Mayor George Fuller is troubled by what he sees and hears in this conservative Dallas suburb.
Battles with liberals are enduring and predictable, but what worries Fuller is the deepening rancor between Republican moderates and right-wing extremists over what America should look, sound and feel like. Inspired by nativist fervor and fed by Donald Trump's rage, the Republican Party here encompasses anti-vaccination protesters, QAnon conspiracy theorists and those whose mistrust of President Biden only hardens as he reverses his predecessor's policies.
“It’s just not the party I recognize anymore,” said Fuller, 58, a moderate Republican whose Trump-supporter siblings no longer speak to him. “We are at a place where families are torn apart by political ideologies that are so skewed and out of whack.”
What is evident across this county — where in the 1970s the oilmen-rancher TV drama "Dallas" was filmed — is that extremism has gone mainstream in certain pockets of America. Hard-line sentiments that would have been whispered only years ago are now spoken unabashed. That worries Alonzo Tutson, a Black Democrat, who said right-wing radicals here are everyday people who say "howdy to you at soccer practice. They just blend right in."
Texas was home to three dozen of the 377 alleged insurrectionists arrested in connection with the Jan. 6 attack on the Capitol, tied with Pennsylvania for the most of any state, according to a study by terror experts at the University of Chicago. Of Texans charged, 20 live in half a dozen rapidly diversifying blue counties around Houston and Dallas, including several in McKinney’s Collin County.
The study found that Texas’ rioters were older, more professional and had fewer ties to radical groups than past right-wing extremists. All came from counties that had lost white populations in recent years.
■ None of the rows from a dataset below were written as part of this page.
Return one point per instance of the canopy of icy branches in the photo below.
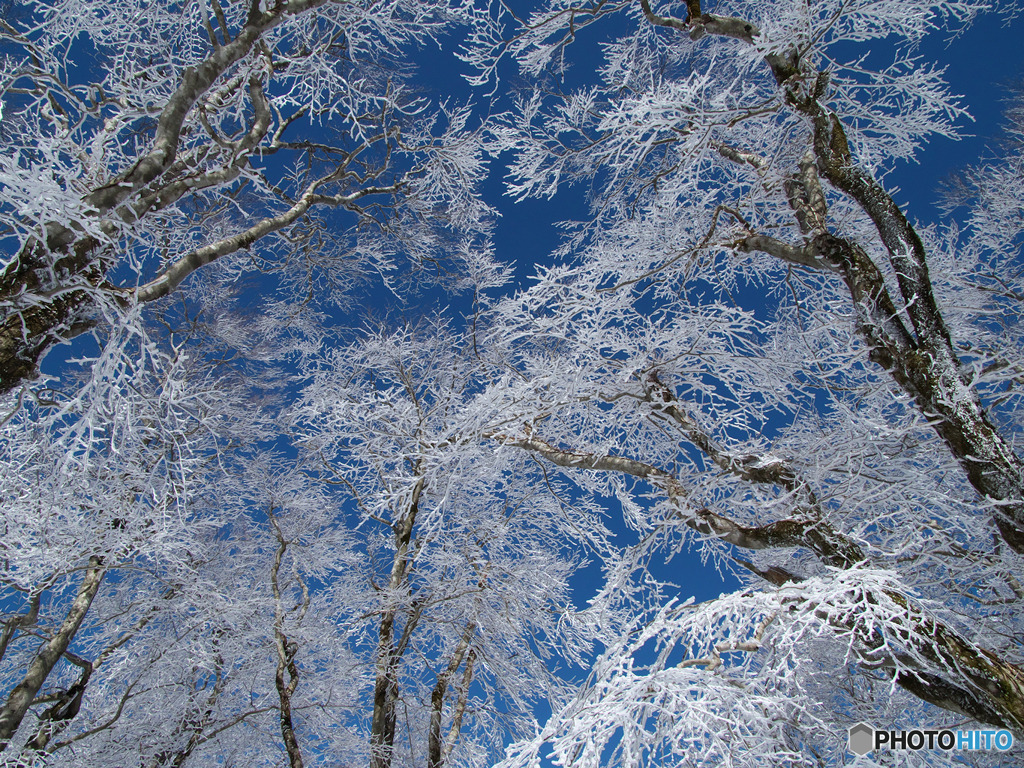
(292, 474)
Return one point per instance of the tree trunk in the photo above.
(20, 697)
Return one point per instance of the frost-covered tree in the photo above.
(777, 366)
(142, 141)
(242, 538)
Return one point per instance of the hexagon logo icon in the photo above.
(861, 738)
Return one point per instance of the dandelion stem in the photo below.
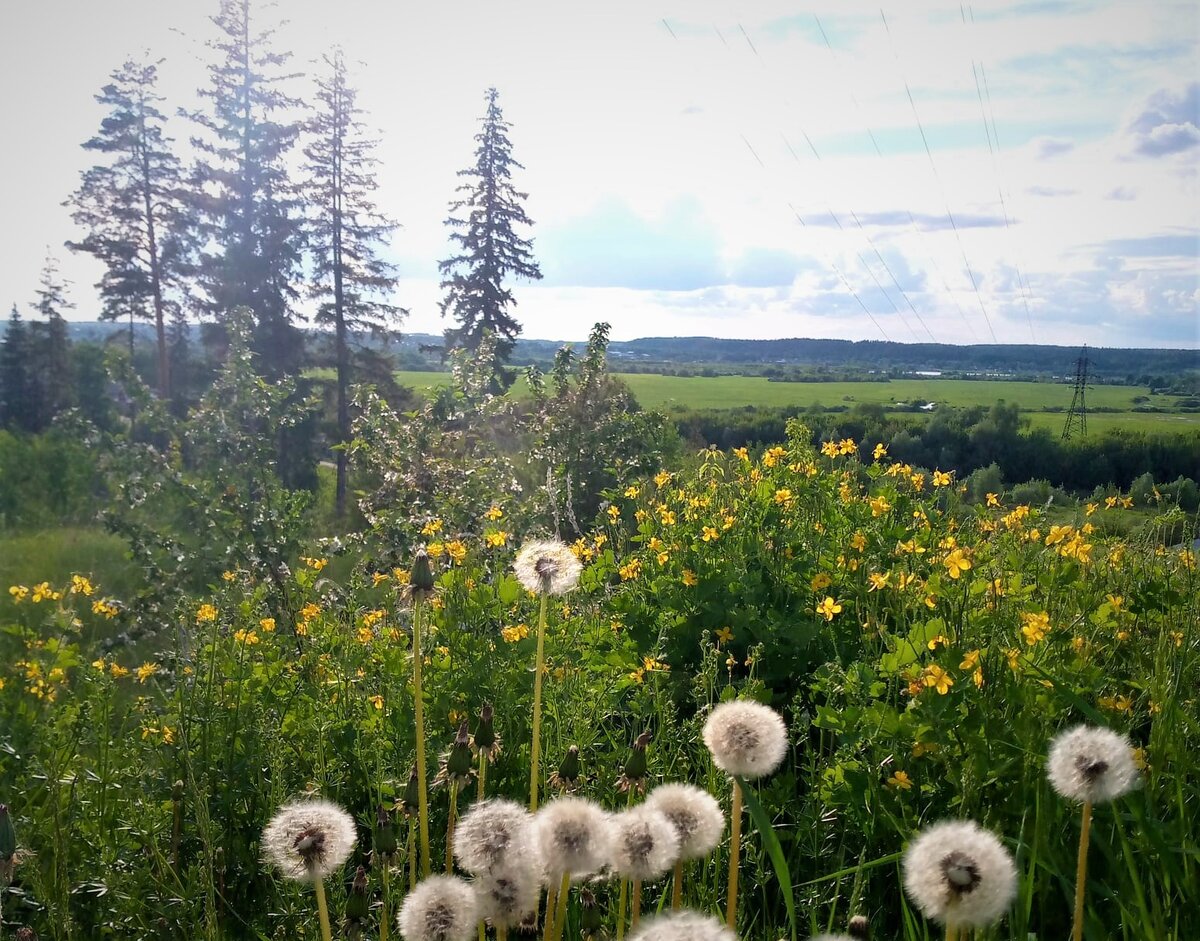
(535, 748)
(323, 911)
(450, 822)
(423, 798)
(1077, 931)
(731, 905)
Collin County's white population has declined at a rate of 4.3% since 2015. The study’s authors cited increased fear among conservative whites that they would be overtaken by minorities in a “Great Replacement.”
“Now that Biden’s in office, a lot of people look to Texas as the counterpoint,” Paul Chabot, 47, a former San Bernardino reserve sheriff’s deputy, said last week at McKinney Coffee Company. He described the area as, “Living how America used to be.”
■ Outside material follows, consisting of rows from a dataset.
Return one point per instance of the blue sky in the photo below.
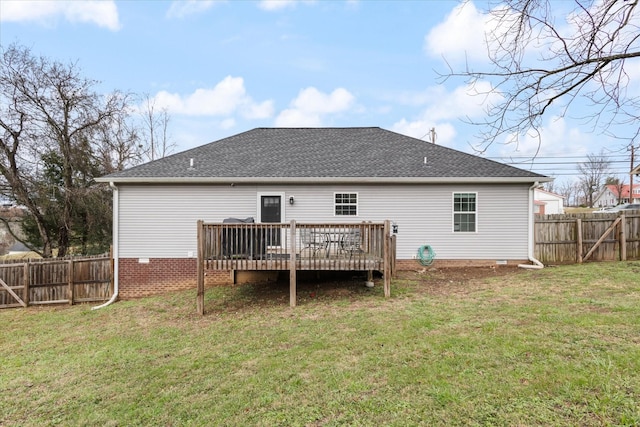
(223, 67)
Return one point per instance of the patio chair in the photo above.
(350, 243)
(313, 241)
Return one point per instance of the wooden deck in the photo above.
(365, 246)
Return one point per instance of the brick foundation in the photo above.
(160, 275)
(414, 264)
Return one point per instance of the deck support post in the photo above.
(200, 296)
(623, 238)
(292, 265)
(387, 258)
(579, 240)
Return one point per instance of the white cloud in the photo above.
(182, 8)
(460, 36)
(311, 104)
(228, 97)
(101, 13)
(556, 137)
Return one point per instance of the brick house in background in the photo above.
(612, 195)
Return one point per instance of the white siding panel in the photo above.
(160, 221)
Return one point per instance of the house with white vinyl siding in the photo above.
(468, 209)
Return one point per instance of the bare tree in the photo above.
(539, 61)
(156, 140)
(592, 174)
(49, 119)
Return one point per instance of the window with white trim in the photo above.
(464, 212)
(346, 204)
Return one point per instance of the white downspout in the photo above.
(116, 252)
(537, 265)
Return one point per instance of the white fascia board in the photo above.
(324, 180)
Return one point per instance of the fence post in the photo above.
(623, 238)
(579, 240)
(71, 291)
(387, 258)
(25, 281)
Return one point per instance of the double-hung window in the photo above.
(346, 204)
(465, 212)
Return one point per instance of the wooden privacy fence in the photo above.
(56, 281)
(574, 238)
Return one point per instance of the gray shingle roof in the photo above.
(367, 154)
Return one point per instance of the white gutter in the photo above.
(537, 265)
(320, 180)
(115, 254)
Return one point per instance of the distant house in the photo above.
(547, 202)
(470, 210)
(612, 195)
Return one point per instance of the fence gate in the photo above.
(56, 281)
(11, 294)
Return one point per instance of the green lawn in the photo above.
(559, 346)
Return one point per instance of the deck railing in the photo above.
(265, 246)
(273, 246)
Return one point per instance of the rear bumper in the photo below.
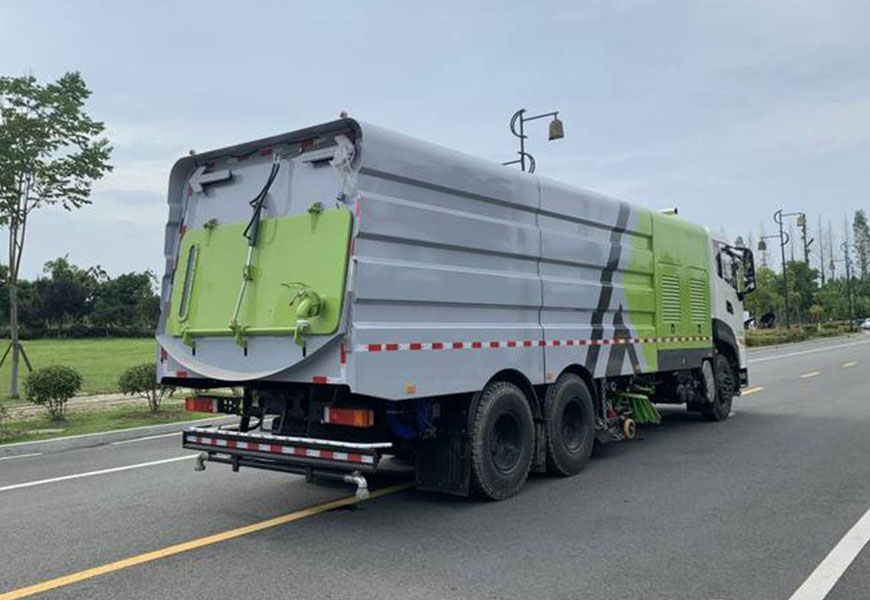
(283, 453)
Chabot said Collin County resembles Orange County 20 years ago, before cities diversified and demographics shifted. The same Newport Beach-based architects who designed Woodbridge in Irvine in 1975 designed Stonebridge Ranch in McKinney in 1988, where Chabot’s relocation company helps resettle Californians, many of them conservatives.
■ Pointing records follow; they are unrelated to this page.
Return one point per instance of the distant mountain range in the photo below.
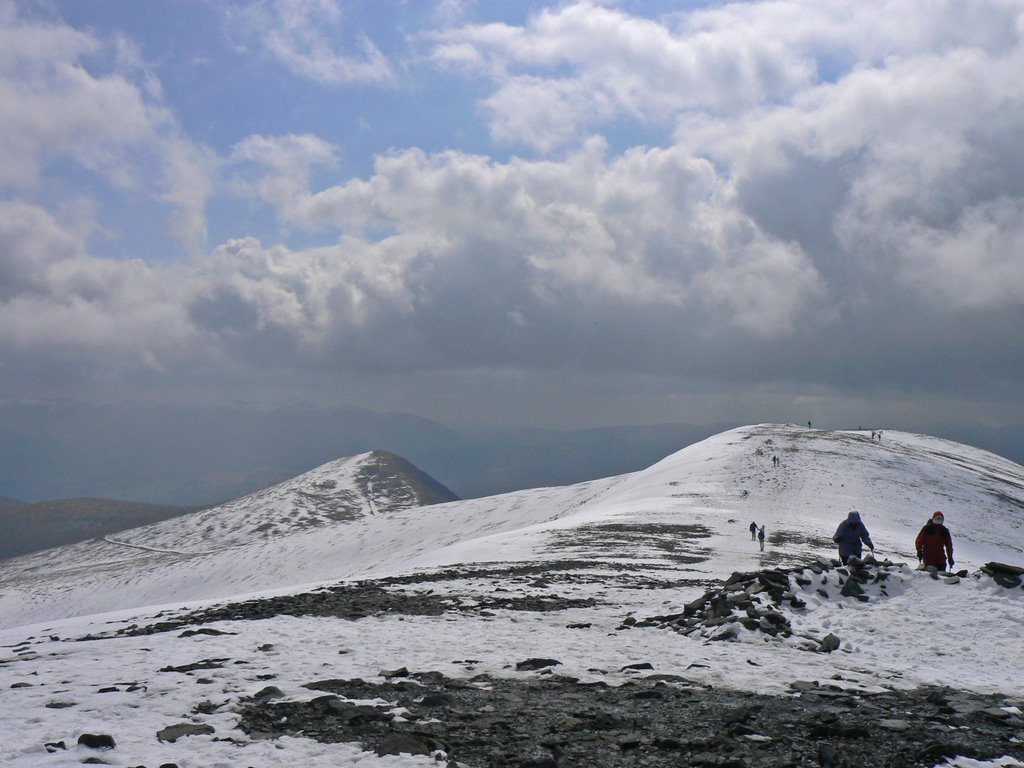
(630, 621)
(361, 514)
(29, 527)
(385, 480)
(200, 456)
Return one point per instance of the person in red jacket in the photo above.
(935, 546)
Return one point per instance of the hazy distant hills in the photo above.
(361, 516)
(28, 527)
(388, 480)
(189, 456)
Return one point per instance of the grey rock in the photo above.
(537, 664)
(96, 740)
(403, 743)
(173, 732)
(829, 643)
(270, 691)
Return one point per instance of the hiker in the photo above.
(849, 536)
(935, 546)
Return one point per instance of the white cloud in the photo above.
(59, 301)
(105, 118)
(722, 60)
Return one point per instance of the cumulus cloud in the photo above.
(830, 189)
(56, 298)
(107, 117)
(305, 37)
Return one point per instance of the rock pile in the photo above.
(545, 720)
(1010, 577)
(764, 601)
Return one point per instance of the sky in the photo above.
(563, 214)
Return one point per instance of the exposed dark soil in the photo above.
(656, 721)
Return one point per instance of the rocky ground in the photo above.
(554, 721)
(549, 720)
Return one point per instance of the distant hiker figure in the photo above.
(849, 536)
(935, 545)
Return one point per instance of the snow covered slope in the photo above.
(344, 520)
(334, 588)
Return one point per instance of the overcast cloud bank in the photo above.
(766, 202)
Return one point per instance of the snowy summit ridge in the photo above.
(334, 592)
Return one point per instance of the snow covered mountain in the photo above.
(330, 583)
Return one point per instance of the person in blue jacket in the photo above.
(849, 536)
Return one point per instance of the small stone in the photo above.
(537, 664)
(829, 643)
(96, 740)
(402, 743)
(173, 732)
(270, 691)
The county's historic homes and expansive developments hum with a conservative extremism propelled by fear, disillusionment and social media that trade less on facts than on evoking tribalism.
When Black Lives Matter protests took place last summer in Dallas about 40 miles south, McKinney remained calm. But a City Council meeting turned raucous when some of the city’s roughly 200,000 residents successfully opposed the idea of removing a Confederate statue from the town square. They also blocked a proposal to move or better explain a statue of the city and county's namesake, Collin McKinney, a slaveholder with Black descendants.
In November, residents petitioned and voted to recall the city's only Black council member, La'Shadion Shemwell, after the Los Angeles native read a "Proclamation for a Black State of Emergency" during a council meeting. Shemwell, whose district was majority minority, filed a federal lawsuit in an unsuccessful attempted to stop the recall, saying it would "dilute the voting strength of Black and Latino voters in McKinney."